Die Schulpolitik ist auch zu sehr damit beschäftigt, schwächere Kinder zu fördern. Aber aber leistungsstarke Kinder haben ein Recht auf Förderung, die nicht nur darin bestehen kann, das Lehrpersonal zu unterstützen.
Ich war einer der Teilnehmer am RT für die Bürgerinitiativen. Auch wenn ich den obigen Ausführungen an einigen Stellen nicht zustimme (Hausaufgaben werden nicht gestrichen…es ist auch wichtig, dass man alleine und Zuhause übt und nicht nur im Chaos einer Klasse mit 30 anderen Schülern und die Abschaffung von Fächern zugunsten einer noch verstärkten Abschlussfixierung halte ich auch für problematisch!), tatsächlich war der RT ein abgekartetes Spiel. Zu keinem Zeitpunkt war G9 eine ernsthafte Alternative und die Minsterin, die sich gerne als Moideratorin eines Expertengremiums hinstellte, war dies nicht! Der RT wurde von ihrem Haus zu jedem Moment gelenkt. Auch die Verbände, die sie inhaltich stützten, taten dies zum Teil aus völlig sachfernen Gründen.
Die Stellungnahme der Bürgerinitiativen zum RT ist eindeutig und kann gerne eingesehen werden.

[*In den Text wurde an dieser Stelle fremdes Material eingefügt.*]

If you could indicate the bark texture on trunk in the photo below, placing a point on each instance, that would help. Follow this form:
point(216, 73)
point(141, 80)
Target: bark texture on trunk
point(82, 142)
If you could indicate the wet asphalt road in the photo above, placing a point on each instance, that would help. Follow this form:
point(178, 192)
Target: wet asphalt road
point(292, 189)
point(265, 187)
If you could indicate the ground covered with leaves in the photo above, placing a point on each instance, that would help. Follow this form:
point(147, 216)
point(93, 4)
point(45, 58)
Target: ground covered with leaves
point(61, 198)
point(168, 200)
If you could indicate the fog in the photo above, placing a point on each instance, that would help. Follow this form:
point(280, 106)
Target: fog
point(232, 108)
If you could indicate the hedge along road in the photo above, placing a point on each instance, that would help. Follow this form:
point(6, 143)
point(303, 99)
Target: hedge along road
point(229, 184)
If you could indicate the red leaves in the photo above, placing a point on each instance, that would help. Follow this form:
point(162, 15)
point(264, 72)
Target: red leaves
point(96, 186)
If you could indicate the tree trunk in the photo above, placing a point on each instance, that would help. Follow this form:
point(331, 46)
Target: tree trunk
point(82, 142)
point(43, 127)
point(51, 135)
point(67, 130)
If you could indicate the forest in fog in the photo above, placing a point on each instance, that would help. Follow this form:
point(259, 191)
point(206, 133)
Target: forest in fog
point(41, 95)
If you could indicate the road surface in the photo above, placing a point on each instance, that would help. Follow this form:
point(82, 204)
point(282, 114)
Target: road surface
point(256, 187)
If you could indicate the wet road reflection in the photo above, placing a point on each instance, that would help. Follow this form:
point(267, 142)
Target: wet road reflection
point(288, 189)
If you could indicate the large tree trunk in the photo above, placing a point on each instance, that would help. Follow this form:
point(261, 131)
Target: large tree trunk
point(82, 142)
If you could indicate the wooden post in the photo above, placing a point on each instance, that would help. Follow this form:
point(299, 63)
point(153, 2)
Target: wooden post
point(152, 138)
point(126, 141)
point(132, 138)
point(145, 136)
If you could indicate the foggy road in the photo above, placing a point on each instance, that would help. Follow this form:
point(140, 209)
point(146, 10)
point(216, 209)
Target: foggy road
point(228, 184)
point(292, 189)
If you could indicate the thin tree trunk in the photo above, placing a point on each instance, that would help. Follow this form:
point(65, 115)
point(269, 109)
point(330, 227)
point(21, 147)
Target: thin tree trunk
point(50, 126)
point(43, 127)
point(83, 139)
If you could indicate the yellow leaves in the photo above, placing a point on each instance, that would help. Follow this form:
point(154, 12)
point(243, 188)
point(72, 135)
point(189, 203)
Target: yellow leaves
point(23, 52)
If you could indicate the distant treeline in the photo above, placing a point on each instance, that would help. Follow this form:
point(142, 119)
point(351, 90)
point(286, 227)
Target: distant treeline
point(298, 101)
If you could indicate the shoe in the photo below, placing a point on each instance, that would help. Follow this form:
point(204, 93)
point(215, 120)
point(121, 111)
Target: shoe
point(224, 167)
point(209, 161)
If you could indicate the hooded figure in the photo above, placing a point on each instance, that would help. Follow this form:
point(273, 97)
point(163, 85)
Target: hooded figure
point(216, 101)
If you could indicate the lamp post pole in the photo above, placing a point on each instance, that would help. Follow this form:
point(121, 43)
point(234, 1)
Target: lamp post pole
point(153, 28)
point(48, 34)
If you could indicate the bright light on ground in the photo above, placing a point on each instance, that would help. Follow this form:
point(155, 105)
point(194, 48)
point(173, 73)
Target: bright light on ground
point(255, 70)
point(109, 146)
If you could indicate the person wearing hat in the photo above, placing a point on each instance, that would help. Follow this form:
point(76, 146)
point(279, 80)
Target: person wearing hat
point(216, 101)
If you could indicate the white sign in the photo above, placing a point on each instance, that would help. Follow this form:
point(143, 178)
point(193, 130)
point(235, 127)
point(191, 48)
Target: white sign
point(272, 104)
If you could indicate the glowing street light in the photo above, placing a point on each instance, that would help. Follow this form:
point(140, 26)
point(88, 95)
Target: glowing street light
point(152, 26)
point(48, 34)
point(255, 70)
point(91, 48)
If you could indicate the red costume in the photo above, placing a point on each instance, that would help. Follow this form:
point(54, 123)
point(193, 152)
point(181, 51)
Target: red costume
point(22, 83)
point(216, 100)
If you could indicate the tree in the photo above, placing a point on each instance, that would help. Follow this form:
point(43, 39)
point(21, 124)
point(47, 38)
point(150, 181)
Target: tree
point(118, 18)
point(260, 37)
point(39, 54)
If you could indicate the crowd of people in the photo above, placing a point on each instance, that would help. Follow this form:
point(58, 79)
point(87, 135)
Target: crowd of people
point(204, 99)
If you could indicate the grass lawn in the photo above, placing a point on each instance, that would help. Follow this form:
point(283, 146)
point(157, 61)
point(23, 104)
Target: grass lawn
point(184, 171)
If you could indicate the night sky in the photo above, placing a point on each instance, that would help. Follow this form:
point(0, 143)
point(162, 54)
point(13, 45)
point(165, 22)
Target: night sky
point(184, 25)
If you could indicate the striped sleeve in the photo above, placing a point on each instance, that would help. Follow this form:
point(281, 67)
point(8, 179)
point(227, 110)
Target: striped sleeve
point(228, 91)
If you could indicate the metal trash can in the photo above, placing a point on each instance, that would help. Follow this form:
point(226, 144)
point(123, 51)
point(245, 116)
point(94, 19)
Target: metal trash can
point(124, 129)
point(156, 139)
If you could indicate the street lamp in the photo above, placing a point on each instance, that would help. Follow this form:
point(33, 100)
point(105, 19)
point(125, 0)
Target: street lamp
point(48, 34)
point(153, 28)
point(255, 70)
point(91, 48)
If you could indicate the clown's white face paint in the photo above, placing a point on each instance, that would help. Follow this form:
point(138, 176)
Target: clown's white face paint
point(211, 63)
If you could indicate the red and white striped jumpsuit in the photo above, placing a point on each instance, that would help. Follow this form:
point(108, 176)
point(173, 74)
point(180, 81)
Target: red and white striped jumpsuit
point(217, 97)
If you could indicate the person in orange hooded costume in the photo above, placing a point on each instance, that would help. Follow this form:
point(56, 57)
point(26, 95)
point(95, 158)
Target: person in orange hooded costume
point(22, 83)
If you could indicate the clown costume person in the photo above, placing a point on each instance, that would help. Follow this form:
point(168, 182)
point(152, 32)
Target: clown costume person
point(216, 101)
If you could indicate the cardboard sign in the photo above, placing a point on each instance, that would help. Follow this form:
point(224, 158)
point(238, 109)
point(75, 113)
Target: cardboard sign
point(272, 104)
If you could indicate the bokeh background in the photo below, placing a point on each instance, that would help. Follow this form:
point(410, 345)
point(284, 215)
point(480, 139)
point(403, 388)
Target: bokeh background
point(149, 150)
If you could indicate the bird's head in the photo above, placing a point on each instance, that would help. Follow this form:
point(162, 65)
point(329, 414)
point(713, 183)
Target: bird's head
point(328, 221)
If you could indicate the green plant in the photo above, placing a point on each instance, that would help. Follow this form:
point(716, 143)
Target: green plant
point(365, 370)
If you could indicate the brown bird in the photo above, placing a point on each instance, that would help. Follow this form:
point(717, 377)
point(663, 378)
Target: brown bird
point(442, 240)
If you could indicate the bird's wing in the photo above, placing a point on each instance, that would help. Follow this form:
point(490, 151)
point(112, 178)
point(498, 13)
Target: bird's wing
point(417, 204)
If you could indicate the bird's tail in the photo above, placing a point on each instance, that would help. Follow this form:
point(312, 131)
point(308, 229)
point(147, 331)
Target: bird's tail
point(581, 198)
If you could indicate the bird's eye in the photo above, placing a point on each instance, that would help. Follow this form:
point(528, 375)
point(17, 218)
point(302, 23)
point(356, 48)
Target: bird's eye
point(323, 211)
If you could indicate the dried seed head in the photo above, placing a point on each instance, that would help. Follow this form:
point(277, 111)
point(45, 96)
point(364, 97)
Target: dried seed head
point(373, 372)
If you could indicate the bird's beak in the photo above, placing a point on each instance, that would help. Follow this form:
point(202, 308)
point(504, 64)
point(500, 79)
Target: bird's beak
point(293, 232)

@keineEigenverantwortung: Mich würd eher interessieren, auf welchem Gymnasium, das den Namen auch verdient hatte, Sie damals waren. Privatschule? Waldorf?
das schwierige an der Schule ist, dass sie Grundlagen bilden soll…
studiere ich eine Fachrichtung ergeben sich die Inhalte und die Tiefe des Stoffe mehr oder minder aus den angestrebten beruflichen Profil.
Schulbildung ist viel zielloser und daher gibts auch viel größere Differenzen, was Schulbildung denn nun beinhalten soll. Eigentlich kann man doch erst, wenn man davon eine Vision hat, festlegen, wieviele Schuljahre das dauern soll.
die wichtigste Veränderung im Schulsystem wäre für mich erstmal die Einführung des Pflichtfaches Informatik … Kinder und Jugendliche müssen ja lernen, wieso es in Zukunft immer weniger Bedarf an menschlicher Arbeitskraft gibt
#3: Ein ganz normales öffentliches Gymnasium im Ruhrgebiet.
Damals gab es noch alle 14 Tage Unterricht am Samstag, und in der Oberstufe waren wir auch bis in den Nachmittag in der Schule. Natürlich ohne Mensa etc. Hausaufgaben wurden vor der Schule, in den Pausen oder im ÖPNV gemacht. Nachhilfe war unbekannt. Nachmittags waren wir an der frischen Luft. Die Unterstützung der Eltern ging bis zum Ende der Grundschule. Meine Eltern lernten damals nach dem Krieg in sehr großen Klassen nahezu ohne Schulmaterial.
Rückblickend bin ich mit dem Gymnasium sehr zufrieden, wenn man davon absieht, dass sich die Schule für die Zeit nach der Schule nicht interessierte.
An die Klassen 11 und 4 (2. Halbjahr) erinnere ich mich an die Zeiten großer Langweile.
In der 4. Klasse war der Stoff nach dem 1. Halbjahr durch. Er wurde dann noch vertieft. bis ihn auch alle verstanden hatten.